At heart, dancing is moving to rhythm, and that means it’s almost inseparable from music. There are exceptions and variations: experimental cases when dances are created without sound; the Merce Cunningham/John Cage partnership, in which movement and music were created deliberately in isolation from each other so one would not influence the other, but were performed together; contemporary pieces with more or less arbitrary music that might better be described as “specimens of sound” (which, of course, can make their own sort of music); dances in which extended periods of silence are part of the score. But on the whole dance and music are pretty much happy bedfellows, cohabiting almost by instinct.

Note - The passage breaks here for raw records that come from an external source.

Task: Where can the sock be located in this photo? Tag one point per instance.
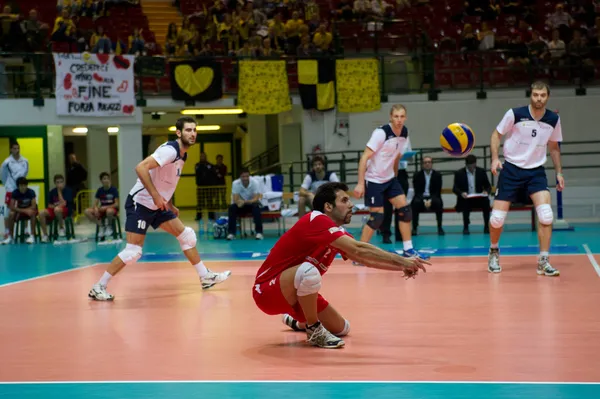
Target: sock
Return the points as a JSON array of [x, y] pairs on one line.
[[105, 278], [202, 270]]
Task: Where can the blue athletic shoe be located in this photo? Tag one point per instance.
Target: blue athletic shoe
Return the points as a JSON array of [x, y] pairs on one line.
[[412, 253]]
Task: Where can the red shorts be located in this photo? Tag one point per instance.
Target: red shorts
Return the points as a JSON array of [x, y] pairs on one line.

A fairy queen cavorting with a donkey: Anna Mara as Titania and Brent Luebbert as Bottom in “Midsummer.” Photo: Blaine Truitt Covert
So the relationship between Chamber Music Northwest, Portland’s premiere summer music festival, and BodyVox, one of the city’s leading contemporary dance troupes, seems like a natural, and it’s beginning to be a tradition. This year’s collaboration, which opened Thursday night at the BodyVox studio in Northwest Portland and continues through July 23, brings a third player into the mix, too: that musically savvy playwright, William Shakespeare. Titled Death and Delight, the program pairs a version of Romeo and Juliet set on Sergei Prokofiev’s R&J Suite with a new version of A Midsummer Night’s Dream danced to Felix Mendelssohn’s ravishing score.